DEVA Partisi Genel Lideri Ali Babacan, partisinin 1. Olağan Kahramanmaraş Vilayet Kongresi’nde konuştu. Babacan’ın gündeminde 15 Temmuz darbe teşebbüsü ve iktisat vardı. Babacan şu tabirleri kullandı:
‘Seçimle gelen seçimle sarfiyat, herkes zihnine kazısın’
“Darbelerin kan, zulüm ve gözyaşı manasına geldiğini çok düzgün biliriz. Bu millet darbelerin acısını on yıllardır sokakta, okulda, cezaevlerinde, azap odalarında gördü. Bu acıyı çok düzgün biliriz. Seçimle gelen seçimle sarfiyat. Bunu herkesin zihnine kazıması lazım. Şartlar ne olursa olsun, sivil siyasete gözümüz üzere bakacağız.”
’15 Temmuz Demokrasi Direnişi haklı, legal ve sivil olduğu için başardı’
“Tam da ‘21. yüzyılın Türkiye’sinde darbeler devri artık kapanmıştır’ denilirken, bu sinsi örgüt, FETÖ, demokrasimizi katletmeye çalıştı. 251 şehidimiz, demokrasiyi savunmak için hayatını kaybetti. O gece, kimsenin ne dediğine bakmadan sokağa çıkan binlerce insan sayesinde darbeciler hedeflerine ulaşamadılar. Darbeciler, milletimizin vücuduyla ördüğü o kutlu duvarı aşamadılar. Gücünü tankların paletinden alanlar, gücünü haktan ve meşruiyetten alanları asla geçemezler. 15 Temmuz Demokrasi Direnişi niye başarılı oldu? Zira haklıydı, legaldi ve sivil bir direnişti.”
‘Sözümüz, darbeci zihniyeti devletin bünyesinden söküp atmaktır’
“Demokrasi, milletimizin sesini hâkim kılmaktır. Bu nedenle, hepimizin üzerimize düşen en değerli vazife; demokrasimize karşı yönelen her türlü kalkışmanın karşısında dimdik durmaktır. Anayasal tertibi korumak, milletin iradesini her şeyden ve herkesten üstün tutmaktır. Bizim halkımıza kelamımız hiçbir vesayet odağına, siyasetin üstünde bir güç atfetmemektir. Darbeci her türlü zihniyeti devletin bünyesinden söküp atmaktır.”

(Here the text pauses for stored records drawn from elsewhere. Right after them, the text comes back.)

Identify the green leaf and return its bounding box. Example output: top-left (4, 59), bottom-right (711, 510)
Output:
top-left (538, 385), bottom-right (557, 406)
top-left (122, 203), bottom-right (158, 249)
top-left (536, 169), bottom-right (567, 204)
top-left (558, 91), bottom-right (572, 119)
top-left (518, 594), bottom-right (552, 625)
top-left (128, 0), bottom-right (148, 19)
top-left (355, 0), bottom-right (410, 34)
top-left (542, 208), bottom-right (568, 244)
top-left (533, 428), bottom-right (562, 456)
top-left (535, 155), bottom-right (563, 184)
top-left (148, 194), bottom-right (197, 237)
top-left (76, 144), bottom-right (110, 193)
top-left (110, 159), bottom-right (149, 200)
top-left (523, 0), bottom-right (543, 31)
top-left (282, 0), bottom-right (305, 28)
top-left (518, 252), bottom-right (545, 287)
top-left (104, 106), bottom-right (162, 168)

’15 Temmuz, unutulacak bir tarih değildir’
“15 Temmuz yalnızca senede bir gün anılacak ve unutulacak bir tarih değildir. Bize düşen; demokrasimize sahip çıkan vatandaşlarımızın emanetine sahip çıkmaktır. O emanet, Türkiye’nin bir daha sabah erken kalkanın, gece geç yatanın darbe yapacağı bir ülke olmasına müsaade vermemektir. Tankların gölgesinde, namluların ucunda darbe planları yapanların, bütün heveslerini kursaklarında bırakmaktır. Halkın oylarıyla seçilmişleri silahla, baskıyla sindirmeye çalışanlara göz açtırmamaktır. Devlet kurumlarına yapılan işçi atamalarında yalnızca ve yalnızca liyakati temel almaktır.”
‘Erdoğan 84 milyonu tek imzaya mahkûm ettiği bir devir başlattı’
“15 Temmuz Demokrasi Direnişi; güçlü, demokratik bir hukuk devleti için gerçek bir fırsat olabilirdi. Sayın Erdoğan bunu tam karşıtı istikamette kullandı. 84 milyonu tek imzaya mahkûm ettiği bir periyot başlattı. Her türlü krizin vazgeçilmezi olan, krizlerin ortağı Devlet Bahçeli de bu yolda onu yalnız bırakmadı. 251 şehidimizin, binlerce insanımızın direnişi; bu ülke ve millet için değil, ucube bir sistem için kullanıldı.”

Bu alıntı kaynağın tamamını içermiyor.